His next career was born.
Mahoney, 61, was born in Rhode Island and grew up traveling the world with his mother and stepfather, a Navy man. After graduating from Roger Williams College, he settled in New York and worked as a professional actor for 15 years, mostly in commercials and voice work.
"TV commercials back in the early '80s were really well paying, 'How much money can we throw at this?' as opposed to, 'How cheap can we be?'" Mahoney said. "I was in a Jell-O spot once that had 19 principals."
He recently discovered one of his old commercials for Certs on YouTube: "'In the museum looking at the Manet, I ran into her looking at the Monet.' These little ghosts are still floating about."
By the early 1990s, Mahoney was married, and acting work was getting harder to come by. He tried out for "Jeopardy" at an Atlantic City casino and defied the odds: In 1992, 100,000 people auditioned. More than 2,000 qualified. Four hundred were invited on.
Between the regular games and tournament, "I got to be interviewed by Alex (Trebek) seven times. I had a great time," Mahoney said. "I love nerds. I like to surround myself with people who just like to amuse themselves by thinking."
Final Jeopardy at the end of game two: "This person's autobiography was the best-selling hardcover book of the 1980s."
He guessed Ronald Reagan.
"I had no idea," Mahoney said. "It was actually Lee Iacocca. I actually bought the book at a yard sale subsequently, just to remind myself."
Afterward, he spotted that fateful ad. Stanley H. Kaplan hired Mahoney first as a salesman, then as a teacher and trainer, for a host of college test prep classes: SATs, GREs, ACTs, LSATs.
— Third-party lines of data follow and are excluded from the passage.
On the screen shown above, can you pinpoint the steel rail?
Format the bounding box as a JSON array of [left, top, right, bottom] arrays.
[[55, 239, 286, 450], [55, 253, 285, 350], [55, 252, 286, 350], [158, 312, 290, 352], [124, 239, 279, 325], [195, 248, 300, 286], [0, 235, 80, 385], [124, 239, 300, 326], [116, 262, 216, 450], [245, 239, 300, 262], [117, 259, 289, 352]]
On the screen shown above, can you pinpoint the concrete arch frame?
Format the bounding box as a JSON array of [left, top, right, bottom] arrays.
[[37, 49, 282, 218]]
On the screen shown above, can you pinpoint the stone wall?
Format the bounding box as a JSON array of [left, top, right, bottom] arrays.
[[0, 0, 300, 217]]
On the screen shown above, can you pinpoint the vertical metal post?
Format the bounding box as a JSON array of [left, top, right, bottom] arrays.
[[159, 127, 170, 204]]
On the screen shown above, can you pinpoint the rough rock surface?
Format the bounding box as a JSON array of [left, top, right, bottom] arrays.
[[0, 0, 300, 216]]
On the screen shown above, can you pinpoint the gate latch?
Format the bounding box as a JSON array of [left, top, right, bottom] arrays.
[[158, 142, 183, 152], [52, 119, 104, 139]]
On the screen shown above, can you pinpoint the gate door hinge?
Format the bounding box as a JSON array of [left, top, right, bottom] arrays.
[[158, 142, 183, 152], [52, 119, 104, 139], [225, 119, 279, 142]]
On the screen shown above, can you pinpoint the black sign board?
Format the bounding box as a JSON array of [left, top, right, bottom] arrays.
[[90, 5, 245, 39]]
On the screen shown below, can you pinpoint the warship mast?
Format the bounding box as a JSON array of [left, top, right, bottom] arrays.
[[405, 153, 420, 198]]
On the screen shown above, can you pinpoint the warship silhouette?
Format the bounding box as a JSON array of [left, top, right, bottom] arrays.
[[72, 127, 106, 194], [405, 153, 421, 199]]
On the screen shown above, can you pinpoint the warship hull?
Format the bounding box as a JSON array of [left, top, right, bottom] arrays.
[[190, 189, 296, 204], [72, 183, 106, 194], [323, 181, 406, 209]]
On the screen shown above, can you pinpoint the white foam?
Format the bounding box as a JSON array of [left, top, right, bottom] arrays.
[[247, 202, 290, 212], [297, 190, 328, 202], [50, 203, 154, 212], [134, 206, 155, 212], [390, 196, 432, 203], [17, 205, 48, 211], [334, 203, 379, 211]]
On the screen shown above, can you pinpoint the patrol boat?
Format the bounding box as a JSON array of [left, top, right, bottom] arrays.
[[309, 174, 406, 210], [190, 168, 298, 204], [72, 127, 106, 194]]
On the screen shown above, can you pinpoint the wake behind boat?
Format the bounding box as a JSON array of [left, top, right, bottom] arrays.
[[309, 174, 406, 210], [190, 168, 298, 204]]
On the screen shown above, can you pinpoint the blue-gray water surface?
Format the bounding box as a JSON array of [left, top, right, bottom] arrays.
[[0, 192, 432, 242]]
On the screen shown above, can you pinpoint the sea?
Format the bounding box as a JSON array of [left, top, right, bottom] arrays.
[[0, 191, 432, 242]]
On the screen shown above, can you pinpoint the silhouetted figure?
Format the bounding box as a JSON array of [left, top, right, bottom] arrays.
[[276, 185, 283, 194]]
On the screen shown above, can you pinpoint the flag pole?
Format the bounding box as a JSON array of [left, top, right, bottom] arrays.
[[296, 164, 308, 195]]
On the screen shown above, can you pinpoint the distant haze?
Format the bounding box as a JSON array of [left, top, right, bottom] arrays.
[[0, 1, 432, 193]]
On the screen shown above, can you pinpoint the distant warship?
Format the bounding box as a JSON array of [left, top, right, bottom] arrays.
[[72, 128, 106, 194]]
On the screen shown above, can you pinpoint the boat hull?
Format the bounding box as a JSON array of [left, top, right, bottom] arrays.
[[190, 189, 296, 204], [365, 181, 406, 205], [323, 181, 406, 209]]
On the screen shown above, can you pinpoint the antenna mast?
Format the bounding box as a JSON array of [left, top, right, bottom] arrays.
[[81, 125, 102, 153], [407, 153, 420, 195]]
Mahoney took that knowledge with him when he moved to Brunswick 10 years ago and founded Maine Prep. He's taught thousands of students. The company has almost a dozen satellite locations, including Lewiston and Bethel. Mahoney said he's also written curriculum used at Lewiston High School.
And his own SAT scores?
"The funny thing is, I did OK, I didn't do great, I was mid-6's, but now I get them all right, so what's the difference?" Mahoney said. Technique and a broader vocabulary, he says.
Certainly working through "The Story of Civilization" couldn't have hurt.
Mahoney said he doesn't get recognized from his time on TV, joking, "I'm sort of old and not nearly as cute." Acting may be in his future again someday.